Second off, caffeine is fine — in moderation. As a general rule, there is nothing wrong with a little coffee or soda to keep you awake, just avoid consuming it in excess and avoid drinking/eating too much sugar along with it. Too much caffeine can make you feel sick and queasy, and it often dulls your body to its effects over time. If sugar is eaten in tandem with caffeine, it can often result in a huge “crash” that makes you drowsier than you were before — so skip the sugary sodas, coffees, and teas. To be honest, your stimulant consumption should go no further than caffeine — most other stimulants are not only illegal, but they are also incredibly unhealthy. As expensive as they are, small energy “shots” like Five Hour Energy are actually preferable to larger drinks like Rockstar and Red Bull — the latter tend to contain more sugar and more liquid with no more caffeine than the former, meaning the former is preferable so you can get back to healthy drinks like tea, coffee, or water faster.

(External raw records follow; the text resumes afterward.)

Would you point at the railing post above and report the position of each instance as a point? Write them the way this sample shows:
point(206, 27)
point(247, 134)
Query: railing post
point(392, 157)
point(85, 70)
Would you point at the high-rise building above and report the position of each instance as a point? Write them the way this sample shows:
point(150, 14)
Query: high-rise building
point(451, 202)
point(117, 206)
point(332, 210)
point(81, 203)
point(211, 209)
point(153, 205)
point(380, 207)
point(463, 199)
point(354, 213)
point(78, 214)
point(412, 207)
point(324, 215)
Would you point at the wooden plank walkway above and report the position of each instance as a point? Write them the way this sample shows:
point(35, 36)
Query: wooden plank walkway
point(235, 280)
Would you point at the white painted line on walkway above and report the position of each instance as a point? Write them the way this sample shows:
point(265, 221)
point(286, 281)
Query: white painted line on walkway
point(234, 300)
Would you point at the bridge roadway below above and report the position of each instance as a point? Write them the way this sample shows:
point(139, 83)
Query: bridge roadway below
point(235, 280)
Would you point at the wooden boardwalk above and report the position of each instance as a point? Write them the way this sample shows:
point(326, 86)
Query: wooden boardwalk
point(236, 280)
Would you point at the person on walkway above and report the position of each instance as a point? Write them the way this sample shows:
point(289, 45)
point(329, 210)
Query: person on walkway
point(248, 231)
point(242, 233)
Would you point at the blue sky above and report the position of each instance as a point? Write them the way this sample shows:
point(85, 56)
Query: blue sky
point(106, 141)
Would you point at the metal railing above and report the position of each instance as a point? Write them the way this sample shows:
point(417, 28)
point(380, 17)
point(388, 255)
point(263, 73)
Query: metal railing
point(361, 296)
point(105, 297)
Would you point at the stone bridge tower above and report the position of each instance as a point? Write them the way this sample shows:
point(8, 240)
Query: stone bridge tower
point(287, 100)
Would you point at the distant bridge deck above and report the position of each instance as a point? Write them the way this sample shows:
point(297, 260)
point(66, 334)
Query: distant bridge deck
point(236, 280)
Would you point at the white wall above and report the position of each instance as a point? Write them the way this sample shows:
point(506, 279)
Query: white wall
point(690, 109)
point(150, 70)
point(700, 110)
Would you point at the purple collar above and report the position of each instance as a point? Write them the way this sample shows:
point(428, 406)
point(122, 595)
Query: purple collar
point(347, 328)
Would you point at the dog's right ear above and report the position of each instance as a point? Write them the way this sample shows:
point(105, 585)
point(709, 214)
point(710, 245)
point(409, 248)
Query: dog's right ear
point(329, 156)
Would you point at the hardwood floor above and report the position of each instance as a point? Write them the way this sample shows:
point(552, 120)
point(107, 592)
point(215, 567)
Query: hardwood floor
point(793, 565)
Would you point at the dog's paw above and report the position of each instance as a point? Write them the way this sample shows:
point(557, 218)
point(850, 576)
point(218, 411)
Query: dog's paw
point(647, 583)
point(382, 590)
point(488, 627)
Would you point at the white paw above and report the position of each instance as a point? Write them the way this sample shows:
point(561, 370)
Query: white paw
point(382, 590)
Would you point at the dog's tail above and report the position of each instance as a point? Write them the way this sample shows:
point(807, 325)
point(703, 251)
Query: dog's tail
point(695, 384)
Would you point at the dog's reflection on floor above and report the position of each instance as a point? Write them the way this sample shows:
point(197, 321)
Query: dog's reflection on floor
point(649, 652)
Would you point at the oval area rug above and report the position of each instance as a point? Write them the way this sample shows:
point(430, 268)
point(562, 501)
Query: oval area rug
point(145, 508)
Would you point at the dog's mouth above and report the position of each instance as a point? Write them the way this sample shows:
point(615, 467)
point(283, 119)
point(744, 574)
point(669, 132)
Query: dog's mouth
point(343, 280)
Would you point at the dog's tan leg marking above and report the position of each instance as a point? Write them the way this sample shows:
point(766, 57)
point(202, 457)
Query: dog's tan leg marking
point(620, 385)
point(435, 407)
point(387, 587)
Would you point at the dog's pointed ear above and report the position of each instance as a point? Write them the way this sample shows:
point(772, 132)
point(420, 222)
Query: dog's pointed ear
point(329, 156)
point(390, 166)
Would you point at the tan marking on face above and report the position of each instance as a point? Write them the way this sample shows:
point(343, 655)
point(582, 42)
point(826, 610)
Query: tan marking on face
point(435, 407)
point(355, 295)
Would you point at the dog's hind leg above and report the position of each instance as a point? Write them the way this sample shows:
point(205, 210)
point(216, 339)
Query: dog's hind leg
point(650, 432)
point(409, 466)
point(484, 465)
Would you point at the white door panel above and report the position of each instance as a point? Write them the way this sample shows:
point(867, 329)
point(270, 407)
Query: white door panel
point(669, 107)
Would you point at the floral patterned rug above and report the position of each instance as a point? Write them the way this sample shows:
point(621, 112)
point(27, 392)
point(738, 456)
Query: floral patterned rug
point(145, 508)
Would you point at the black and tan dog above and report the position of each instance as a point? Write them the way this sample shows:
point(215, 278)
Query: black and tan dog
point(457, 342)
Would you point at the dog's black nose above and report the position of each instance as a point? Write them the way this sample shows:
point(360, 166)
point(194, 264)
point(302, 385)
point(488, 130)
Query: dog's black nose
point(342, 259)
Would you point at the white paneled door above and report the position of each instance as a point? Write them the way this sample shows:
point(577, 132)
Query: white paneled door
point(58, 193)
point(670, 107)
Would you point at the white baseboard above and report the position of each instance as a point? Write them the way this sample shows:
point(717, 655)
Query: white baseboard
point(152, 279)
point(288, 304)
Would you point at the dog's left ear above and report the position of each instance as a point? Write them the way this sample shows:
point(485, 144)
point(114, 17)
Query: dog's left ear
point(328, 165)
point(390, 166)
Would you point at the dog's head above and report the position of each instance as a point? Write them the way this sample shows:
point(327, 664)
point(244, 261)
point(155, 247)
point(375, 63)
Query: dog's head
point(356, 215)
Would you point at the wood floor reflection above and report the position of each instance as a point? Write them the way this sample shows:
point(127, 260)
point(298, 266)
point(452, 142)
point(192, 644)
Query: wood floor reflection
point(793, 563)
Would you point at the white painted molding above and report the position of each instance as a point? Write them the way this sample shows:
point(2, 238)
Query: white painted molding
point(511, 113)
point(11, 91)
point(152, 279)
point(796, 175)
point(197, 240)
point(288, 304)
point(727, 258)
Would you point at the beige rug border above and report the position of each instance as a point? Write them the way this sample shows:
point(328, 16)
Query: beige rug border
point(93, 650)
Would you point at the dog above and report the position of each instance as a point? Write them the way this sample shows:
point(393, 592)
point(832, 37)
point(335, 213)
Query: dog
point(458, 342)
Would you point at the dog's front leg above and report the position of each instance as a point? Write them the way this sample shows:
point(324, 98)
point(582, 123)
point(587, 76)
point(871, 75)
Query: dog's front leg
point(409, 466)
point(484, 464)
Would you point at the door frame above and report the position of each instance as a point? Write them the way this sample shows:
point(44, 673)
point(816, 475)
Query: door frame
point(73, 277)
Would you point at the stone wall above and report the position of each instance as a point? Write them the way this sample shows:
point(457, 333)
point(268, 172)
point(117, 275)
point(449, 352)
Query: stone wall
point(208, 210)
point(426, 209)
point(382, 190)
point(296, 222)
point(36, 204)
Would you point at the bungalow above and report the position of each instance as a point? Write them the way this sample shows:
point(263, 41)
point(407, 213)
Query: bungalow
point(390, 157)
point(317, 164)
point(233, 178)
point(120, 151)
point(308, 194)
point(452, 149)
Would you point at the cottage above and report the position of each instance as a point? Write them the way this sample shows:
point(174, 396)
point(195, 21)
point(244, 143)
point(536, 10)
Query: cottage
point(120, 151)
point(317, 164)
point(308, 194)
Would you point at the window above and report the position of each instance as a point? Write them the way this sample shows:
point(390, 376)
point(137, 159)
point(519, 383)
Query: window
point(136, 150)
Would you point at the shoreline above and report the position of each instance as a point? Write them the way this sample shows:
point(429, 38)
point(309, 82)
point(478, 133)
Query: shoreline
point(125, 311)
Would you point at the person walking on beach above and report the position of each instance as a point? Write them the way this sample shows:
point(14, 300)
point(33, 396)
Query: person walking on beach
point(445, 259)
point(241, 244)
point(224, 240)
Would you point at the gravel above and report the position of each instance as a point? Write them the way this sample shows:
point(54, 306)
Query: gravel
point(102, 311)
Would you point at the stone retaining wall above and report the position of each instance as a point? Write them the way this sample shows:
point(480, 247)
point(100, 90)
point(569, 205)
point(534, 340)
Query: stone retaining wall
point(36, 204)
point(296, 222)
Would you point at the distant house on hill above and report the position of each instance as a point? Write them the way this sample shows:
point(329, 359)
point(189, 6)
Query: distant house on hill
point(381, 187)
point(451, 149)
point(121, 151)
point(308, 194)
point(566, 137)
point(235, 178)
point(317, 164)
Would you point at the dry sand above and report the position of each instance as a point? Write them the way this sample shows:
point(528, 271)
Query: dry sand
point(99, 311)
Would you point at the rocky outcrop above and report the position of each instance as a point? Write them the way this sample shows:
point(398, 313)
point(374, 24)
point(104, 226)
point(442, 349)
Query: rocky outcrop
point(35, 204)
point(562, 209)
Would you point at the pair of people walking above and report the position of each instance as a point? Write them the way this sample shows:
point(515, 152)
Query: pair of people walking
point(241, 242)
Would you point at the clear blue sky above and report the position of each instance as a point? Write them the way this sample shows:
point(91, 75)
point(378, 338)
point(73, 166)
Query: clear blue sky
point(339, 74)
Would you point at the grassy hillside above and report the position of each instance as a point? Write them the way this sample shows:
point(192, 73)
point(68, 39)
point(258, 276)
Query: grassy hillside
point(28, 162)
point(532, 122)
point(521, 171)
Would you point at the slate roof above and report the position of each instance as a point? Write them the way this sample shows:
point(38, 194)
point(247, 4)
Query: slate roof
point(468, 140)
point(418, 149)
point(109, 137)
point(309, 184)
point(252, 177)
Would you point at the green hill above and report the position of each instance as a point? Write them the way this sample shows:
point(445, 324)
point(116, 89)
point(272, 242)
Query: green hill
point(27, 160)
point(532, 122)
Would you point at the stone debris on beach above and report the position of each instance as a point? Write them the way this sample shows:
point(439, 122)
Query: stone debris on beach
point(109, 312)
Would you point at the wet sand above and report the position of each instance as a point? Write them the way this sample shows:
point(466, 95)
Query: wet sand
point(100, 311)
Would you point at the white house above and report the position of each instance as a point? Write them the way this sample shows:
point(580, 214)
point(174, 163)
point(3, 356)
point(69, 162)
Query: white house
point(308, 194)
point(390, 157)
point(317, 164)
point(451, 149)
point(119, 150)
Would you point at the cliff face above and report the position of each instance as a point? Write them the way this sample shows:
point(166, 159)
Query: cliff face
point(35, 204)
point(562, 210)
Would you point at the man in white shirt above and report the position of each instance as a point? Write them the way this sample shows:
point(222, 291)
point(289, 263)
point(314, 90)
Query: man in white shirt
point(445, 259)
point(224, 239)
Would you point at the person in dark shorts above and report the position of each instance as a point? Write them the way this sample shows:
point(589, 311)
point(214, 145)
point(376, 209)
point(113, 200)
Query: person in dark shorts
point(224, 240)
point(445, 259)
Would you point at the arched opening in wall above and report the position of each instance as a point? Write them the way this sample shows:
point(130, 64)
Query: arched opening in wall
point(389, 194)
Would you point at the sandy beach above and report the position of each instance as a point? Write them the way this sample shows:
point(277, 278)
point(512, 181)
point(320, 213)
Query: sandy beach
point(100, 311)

Finally, if you can, have someone else drive for a while. Sharing the burden often results in a better ride, and it allows you to take breaks to play portable games or something to relax your mind.

Pack Light

As a final note, just like I mentioned in the air travel section, pack light, even if you have room otherwise. Many people tend to overpack if they can, since they can fit a huge amount of stuff into their vehicle. Don’t do this — it’s pointless and excessive, and few people would ever need as much as many travel with. Minimalism is the name of the game — it gets you better gas mileage and allows you much more flexibility in your travel. It should also be noted that many people return from trips (especially vacations) with more than they left with, so leaving room is preferable if you plan to bring home souvenirs.

When Riding

As a final note, many of the above rules apply in the context of bus/train travel as much as they do with plane travel or driving alone. Naturally, the context may vary — you may have to pack more, less, or generally expect different circumstances. Moreover, in many cases, you won’t have a choice of where to eat. Still, the same rules apply — eat as healthy as you can, carry food with you if you’re worried about your diet, pack less to worry less, and generally be prepared for any sort of administrative crap you’ll have to put up with.